A gleam, watery and faint, which still could not be quite winked away, came into his small eyes. “Why, the fact is, could you—ah—advance me about five dollars?”
“Why, Mr. Orson!” she began, and he seemed to think she wished to withdraw her offer of help, for he interposed.
“I will repay it as soon as I get an expected remittance from home. I came out on the invitation of Mrs. Lander, and as her guest, and I supposed—”
“Oh, don’t say a wo’d!” cried Clementina, but now that he had begun he was powerless to stop.
“I would not ask, but my landlady has pressed me for her rent—I suppose she needs it—and I have been reduced to the last copper—”
The girl whose eyes the tears of self pity so rarely visited, broke into a sob that seemed to surprise her visitor. But she checked herself as with a quick inspiration: “Have you been to breakfast?”
“Well—ah—not this morning,” Mr. Orson admitted, as if to imply that having breakfasted some other morning might be supposed to serve the purpose.
She left him and ran to the door. “Maddalena, Maddalena!” she called; and Maddalena responded with a frightened voice from the direction of the kitchen:
She hurried out with the coffee-pot in her hand, as if she had just taken it up when Clementina called; and she halted for the whispered colloquy between them which took place before she set it down on the table already laid for breakfast; then she hurried out of the room again. She came back with a cantaloupe and grapes, and cold ham, and put them before Clementina and her guest, who both ignored the hunger with which he swept everything before him. When his famine had left nothing, he said, in decorous compliment:
“That is very good coffee, I should think the genuine berry, though I am told that they adulterate coffee a great deal in Europe.”
“Do they?” asked Clementina. “I didn’t know it.”
She left him still sitting before the table, and came back with some bank-notes in her hand. “Are you sure you hadn’t betta take moa?” she asked.
“I think that five dollars will be all that I shall require,” he answered, with dignity. “I should be unwilling to accept more.

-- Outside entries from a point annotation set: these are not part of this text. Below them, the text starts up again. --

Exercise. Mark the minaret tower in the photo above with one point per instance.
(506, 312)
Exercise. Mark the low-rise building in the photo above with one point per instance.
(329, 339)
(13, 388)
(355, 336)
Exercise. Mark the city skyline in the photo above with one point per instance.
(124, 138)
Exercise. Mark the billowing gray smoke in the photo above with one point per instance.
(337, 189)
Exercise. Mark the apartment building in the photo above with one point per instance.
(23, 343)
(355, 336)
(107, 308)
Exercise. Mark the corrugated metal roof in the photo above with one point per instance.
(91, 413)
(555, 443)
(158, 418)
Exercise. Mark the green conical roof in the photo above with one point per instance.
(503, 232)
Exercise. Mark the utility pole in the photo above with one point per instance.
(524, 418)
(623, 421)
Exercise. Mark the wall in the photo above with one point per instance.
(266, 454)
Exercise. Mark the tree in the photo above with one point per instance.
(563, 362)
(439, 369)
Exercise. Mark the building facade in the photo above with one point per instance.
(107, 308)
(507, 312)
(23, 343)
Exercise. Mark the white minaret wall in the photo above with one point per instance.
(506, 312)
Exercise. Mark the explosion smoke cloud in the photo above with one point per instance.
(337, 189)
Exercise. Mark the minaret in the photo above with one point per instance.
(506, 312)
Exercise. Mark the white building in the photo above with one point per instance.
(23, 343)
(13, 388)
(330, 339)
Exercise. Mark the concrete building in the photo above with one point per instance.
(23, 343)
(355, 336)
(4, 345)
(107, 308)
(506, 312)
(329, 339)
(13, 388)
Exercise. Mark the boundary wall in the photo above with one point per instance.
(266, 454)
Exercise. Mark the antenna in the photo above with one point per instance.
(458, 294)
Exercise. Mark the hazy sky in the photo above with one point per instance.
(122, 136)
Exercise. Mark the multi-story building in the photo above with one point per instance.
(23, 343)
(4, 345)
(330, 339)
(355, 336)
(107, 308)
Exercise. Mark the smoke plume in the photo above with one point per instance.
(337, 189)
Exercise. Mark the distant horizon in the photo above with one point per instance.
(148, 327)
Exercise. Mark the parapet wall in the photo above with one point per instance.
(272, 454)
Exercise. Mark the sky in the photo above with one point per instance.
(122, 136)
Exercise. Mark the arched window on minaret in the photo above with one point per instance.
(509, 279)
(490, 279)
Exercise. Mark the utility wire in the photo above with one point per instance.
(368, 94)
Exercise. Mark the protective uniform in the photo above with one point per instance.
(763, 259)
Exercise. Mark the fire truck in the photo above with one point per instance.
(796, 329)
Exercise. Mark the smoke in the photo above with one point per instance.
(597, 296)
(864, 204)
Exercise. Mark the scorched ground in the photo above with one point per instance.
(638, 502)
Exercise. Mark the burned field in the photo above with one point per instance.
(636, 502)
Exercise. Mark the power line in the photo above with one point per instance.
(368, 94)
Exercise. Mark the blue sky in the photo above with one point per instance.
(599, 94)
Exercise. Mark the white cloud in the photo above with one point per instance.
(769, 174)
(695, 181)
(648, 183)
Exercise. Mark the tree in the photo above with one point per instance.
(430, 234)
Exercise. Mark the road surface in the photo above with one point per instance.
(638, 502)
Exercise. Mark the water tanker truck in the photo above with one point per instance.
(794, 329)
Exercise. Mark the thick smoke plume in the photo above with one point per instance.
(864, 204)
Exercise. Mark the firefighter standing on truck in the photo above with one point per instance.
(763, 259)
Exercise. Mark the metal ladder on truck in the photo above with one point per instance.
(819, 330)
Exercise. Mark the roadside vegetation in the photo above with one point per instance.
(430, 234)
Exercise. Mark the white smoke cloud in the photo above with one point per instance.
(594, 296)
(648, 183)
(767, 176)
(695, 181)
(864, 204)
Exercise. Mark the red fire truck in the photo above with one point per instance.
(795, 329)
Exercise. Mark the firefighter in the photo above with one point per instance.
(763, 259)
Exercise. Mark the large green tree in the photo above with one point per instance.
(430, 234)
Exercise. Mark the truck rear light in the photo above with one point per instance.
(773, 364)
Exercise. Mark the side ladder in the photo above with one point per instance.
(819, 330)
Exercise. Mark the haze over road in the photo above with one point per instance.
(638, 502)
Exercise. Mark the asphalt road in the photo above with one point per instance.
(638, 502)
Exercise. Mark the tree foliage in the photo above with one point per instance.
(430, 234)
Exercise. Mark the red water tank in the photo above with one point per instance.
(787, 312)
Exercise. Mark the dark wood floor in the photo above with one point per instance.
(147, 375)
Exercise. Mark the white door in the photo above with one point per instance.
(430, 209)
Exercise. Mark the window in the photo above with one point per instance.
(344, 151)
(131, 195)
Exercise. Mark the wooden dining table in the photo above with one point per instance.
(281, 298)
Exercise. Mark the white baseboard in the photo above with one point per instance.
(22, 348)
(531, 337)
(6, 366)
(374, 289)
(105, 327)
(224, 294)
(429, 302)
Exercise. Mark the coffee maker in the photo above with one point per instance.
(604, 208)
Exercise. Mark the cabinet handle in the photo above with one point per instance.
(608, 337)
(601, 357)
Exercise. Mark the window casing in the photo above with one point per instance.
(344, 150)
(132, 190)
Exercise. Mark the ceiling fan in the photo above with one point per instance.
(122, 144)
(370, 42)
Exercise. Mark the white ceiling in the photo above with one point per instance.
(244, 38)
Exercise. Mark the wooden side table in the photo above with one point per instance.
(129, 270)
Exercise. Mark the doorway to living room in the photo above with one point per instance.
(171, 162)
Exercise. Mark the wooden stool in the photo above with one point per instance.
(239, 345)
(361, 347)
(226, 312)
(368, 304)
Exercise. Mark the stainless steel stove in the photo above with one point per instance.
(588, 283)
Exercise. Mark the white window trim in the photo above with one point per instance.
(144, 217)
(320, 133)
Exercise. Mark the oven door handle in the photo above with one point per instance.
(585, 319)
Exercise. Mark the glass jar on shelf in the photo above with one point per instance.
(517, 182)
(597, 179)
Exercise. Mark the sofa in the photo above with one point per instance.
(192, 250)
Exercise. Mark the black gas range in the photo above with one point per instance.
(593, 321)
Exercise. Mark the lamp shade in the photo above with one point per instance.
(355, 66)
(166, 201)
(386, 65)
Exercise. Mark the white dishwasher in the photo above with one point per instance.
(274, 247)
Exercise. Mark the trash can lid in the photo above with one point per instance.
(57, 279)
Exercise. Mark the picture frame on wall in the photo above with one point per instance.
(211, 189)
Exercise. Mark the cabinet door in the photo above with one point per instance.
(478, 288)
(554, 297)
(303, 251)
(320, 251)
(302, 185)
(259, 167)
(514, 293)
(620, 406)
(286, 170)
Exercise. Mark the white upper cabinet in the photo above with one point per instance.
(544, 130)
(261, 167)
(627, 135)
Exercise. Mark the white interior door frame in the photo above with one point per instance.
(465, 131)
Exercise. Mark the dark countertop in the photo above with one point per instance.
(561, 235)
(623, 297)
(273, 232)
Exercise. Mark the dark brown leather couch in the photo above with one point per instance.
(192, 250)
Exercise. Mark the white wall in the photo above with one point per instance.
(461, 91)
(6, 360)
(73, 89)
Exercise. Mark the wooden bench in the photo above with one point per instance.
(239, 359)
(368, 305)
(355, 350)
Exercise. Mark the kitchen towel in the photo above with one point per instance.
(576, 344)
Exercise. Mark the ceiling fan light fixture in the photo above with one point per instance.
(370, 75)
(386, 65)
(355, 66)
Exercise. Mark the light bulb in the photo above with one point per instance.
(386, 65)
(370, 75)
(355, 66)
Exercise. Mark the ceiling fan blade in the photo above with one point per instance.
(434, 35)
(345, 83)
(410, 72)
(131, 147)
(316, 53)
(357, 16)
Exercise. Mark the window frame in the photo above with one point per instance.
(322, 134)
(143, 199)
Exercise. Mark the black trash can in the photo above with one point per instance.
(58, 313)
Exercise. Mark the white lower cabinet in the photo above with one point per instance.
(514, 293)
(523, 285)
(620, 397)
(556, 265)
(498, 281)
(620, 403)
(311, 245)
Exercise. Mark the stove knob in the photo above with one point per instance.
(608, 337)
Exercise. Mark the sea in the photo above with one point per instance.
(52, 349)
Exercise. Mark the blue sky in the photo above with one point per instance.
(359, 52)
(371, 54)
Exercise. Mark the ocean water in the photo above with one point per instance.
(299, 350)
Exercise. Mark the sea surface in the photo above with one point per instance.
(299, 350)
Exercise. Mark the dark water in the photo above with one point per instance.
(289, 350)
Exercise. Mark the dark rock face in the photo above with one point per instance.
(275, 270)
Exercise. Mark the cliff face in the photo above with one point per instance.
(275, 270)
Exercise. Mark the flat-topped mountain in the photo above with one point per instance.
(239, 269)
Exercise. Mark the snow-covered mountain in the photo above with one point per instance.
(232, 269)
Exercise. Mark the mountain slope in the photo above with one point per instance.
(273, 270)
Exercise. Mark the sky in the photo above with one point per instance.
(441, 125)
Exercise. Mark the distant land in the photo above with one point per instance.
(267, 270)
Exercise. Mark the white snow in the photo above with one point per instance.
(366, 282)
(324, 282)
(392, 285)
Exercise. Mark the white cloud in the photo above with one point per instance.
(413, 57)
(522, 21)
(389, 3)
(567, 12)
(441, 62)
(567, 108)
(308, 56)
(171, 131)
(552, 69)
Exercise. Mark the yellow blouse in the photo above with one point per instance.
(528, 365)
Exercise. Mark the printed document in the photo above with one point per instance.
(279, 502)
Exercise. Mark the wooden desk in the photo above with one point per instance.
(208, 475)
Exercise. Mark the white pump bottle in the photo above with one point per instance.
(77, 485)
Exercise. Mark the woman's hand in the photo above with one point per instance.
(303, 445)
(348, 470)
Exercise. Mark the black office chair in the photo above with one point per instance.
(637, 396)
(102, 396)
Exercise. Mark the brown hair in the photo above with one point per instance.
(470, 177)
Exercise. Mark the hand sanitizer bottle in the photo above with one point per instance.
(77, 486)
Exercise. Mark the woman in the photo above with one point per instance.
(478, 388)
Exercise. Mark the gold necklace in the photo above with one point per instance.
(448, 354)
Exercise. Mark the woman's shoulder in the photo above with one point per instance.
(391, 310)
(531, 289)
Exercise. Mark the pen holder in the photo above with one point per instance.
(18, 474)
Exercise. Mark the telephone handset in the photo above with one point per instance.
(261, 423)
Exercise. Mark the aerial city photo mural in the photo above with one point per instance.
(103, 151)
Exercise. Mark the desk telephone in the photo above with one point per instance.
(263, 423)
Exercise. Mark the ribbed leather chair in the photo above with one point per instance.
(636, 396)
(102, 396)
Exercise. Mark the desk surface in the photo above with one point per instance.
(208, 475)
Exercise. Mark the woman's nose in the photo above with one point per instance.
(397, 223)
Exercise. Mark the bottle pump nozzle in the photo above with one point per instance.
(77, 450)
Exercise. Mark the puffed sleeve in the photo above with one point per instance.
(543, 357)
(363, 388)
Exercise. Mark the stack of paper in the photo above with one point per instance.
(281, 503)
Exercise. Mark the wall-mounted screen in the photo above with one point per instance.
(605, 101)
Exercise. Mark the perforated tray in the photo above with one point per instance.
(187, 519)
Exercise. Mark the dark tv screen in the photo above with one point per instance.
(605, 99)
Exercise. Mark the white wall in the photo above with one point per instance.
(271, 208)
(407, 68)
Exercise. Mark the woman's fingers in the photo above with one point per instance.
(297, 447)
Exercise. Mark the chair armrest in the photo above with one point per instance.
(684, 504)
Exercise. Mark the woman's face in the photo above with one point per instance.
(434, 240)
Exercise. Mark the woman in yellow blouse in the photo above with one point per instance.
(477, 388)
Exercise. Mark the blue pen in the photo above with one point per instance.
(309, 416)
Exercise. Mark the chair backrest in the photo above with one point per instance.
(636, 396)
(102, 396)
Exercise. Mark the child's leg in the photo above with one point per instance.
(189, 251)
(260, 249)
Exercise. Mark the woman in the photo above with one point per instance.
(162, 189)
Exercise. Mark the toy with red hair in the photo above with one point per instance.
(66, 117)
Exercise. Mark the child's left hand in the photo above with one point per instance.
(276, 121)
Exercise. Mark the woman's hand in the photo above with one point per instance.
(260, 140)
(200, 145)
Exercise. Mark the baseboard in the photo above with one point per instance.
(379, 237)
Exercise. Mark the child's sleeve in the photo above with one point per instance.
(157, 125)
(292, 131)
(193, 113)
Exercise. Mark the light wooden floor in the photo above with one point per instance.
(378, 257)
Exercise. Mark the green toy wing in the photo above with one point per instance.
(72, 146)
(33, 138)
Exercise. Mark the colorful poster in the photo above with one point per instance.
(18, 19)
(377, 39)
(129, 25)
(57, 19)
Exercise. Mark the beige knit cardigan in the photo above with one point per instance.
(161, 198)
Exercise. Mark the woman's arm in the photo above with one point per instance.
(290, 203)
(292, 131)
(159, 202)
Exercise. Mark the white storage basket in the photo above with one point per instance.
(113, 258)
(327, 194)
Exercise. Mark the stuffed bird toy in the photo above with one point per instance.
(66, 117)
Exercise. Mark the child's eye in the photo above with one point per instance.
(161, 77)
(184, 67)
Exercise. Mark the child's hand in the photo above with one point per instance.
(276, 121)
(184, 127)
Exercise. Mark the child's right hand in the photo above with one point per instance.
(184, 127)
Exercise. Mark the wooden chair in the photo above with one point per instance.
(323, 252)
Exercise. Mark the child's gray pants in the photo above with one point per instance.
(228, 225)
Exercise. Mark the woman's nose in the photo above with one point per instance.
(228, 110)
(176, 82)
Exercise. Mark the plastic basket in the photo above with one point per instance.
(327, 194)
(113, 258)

I shall undoubtedly receive some remittances soon.”
“Oh, I know you will,” Clementina returned, and she added, “I am waiting for lettas myself; I don’t think any one ought to give up.”
The preacher ignored the appeal which was in her tone rather than her words, and went on to explain at length the circumstances of his having come to Europe so unprovided against chances. When he wished to excuse his imprudence, she cried out, “Oh, don’t say a wo’d! It’s just like my own fatha,” and she told him some things of her home which apparently did not interest him very much. He had a kind of dull, cold self-absorption in which he was indeed so little like her father that only her kindness for the lonely man could have justified her in thinking there was any resemblance.